Dr. Đorđe Jakovljević is a Professor and Director of Research in Clinical Sciences and Translational Medicine at the Research Centre for Health and Life Sciences of Coventry University, United Kingdom. In 2020 he established Cardiovascular and Translational Medicine Research Group. Between 2009 and 2020, Dr Jakovljevic developed and successfully led research programme in cardiovascular ageing and heart failure under academic mentorship of Professor Sir Doug Turnbull at Faculty of Medical Sciences of Newcastle University. Professor Jakovljevic completed Doctoral training in clinical cardiology and heart failure at Buckinghamshire University and Harefield Hospital under mentorship of Professor David Brodie and Professor Sir Magdi Yacoub. Prior to doctoral training he also completed a MSc (Brunel University, London) and BSc (University of Belgrade, Serbia).

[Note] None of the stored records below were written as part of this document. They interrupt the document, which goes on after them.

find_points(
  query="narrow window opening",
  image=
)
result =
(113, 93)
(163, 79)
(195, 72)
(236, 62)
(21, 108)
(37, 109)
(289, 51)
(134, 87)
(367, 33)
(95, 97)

Due to excellent academic achievements at undergraduate and postgraduate studies he received several highly prestigious scholarships and awards, including those from the Royal Family and Government of Serbia, Brunel and Buckinghamshire Universities. As a Research Professor and Principal Investigator, Professor Jakovljevic leads the interdisciplinary research team consisting of 17 members (4 PhD students, 4 research fellows, 2 assistant professors, 3 associates professors, 4 professors). Academic achievements to date include: 124 peer reviewed publications, number of citations 5,781 and h-index 41 (GoogleScholar), research funding €9,85m, supervision of 9 PhD and 16 MRes candidates. Professor Jakovljevic has led development and implementation of the Horizon Europe funded €6m STRATIFYHF project (duration 48 months, dates 06/23-05/27) which aims to develop and validate artificial intelligence-based decision support system to improve risk stratification and diagnosis of heart failure in primary and secondary care.